Effect of rare earth doping on the structural, magnetic and photocatalytic properties of newly synthesized nanocrystalline rare earth doped Ruddlesden–Popper oxides LnSrFe0.5Co0.5O4 (Ln = La, Nd, Sm, Gd)

Abstract

The Ruddlesden–Popper (RP) oxides in a high grade of purity are generally prepared at high temperature and that is why there are few reports on their nanocrystalline state. These oxides may show good photocatalytic activity in nanocrystalline form because of higher surface area and better morphology. In this context, we are reporting rare earth doped nanocrystalline RP phases LnSrFe_0.5Co_0.5O₄ (Ln = La, Nd, Sm, Gd), which are highly efficient in removing hazardous organic dye pollutants from wastewater both in unitary and ternary solutions.

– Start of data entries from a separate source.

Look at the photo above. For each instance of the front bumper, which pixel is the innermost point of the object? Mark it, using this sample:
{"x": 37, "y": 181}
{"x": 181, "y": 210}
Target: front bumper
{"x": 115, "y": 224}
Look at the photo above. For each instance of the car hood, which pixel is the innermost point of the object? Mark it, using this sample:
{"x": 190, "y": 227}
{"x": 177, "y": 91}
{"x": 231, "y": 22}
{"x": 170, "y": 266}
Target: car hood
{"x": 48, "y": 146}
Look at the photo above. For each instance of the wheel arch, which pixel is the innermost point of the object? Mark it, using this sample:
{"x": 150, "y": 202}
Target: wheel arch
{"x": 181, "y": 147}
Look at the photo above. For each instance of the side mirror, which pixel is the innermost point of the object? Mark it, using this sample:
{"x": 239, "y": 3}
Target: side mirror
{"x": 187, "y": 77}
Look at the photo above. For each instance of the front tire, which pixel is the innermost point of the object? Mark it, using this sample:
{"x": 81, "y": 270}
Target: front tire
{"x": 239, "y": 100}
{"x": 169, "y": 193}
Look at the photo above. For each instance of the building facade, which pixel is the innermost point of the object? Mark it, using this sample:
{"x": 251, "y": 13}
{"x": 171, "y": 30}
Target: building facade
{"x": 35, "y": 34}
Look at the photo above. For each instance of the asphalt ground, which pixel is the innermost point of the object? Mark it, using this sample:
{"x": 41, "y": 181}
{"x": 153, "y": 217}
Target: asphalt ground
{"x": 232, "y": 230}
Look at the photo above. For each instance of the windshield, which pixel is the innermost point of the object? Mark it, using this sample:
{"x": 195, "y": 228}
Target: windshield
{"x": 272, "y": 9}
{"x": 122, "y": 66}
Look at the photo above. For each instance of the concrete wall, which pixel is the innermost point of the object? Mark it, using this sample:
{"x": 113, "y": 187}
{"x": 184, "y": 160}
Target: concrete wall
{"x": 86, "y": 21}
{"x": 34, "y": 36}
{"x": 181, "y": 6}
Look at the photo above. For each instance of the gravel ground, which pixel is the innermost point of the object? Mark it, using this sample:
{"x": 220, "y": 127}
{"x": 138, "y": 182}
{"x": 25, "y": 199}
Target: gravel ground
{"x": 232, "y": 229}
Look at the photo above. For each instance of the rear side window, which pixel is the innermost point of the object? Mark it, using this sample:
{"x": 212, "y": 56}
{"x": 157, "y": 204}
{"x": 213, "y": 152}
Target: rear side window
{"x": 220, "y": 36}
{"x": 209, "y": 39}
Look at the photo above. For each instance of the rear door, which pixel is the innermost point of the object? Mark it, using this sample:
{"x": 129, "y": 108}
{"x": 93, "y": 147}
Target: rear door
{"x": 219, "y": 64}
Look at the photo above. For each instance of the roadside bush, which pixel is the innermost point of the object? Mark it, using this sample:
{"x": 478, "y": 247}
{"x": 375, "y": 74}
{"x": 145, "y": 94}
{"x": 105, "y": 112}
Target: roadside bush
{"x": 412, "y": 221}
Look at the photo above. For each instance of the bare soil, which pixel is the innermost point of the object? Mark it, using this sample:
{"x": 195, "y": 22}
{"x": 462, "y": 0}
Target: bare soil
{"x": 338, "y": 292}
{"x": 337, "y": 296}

The impact of rare earth ion doping on the structural, magnetic, and optical characteristics of LnSrFe_0.5Co_0.5O₄ has also been comprehensively investigated via different characterization methods. The Rietveld refinement analysis confirmed the formation of single-phase samples having tetragonal symmetry that crystallised in the I4/mmm space group. The refinement results revealed that with heavier rare earth ion doping, there was a continuous decrease in the value of the unit cell parameters and the cell volume. Dominant anti-ferromagnetic (AFM) interactions were seen in each of these compounds, along with the presence of weak ferromagnetic (FM) interactions due to the co-existence of the super-exchange (Co³⁺–O–Fe³⁺) FM and (Co³⁺–O–Co³⁺, Fe³⁺–O–Fe³⁺) AFM interactions. The band gap values of all these nanophases lie in the range of 1.53–1.62 eV, making them suitable photocatalysts for dye degradation. The photocatalytic activity of the synthesised nanophases was assessed using cationic (methylene blue and rhodamine B) and anionic (methyl orange) pollutants as well as their mixture. It has been observed that the Nd-doped catalyst showed better deterioration efficacy for rhodamine B dye, i.e., 99% in 40 min, followed by 84%, 87%, and 85% for the La, Sm, and Gd phases in the same time period, respectively. The results of photocatalytic activity have been interpreted on the basis of bandgap energy values and photoluminescence (PL) intensity.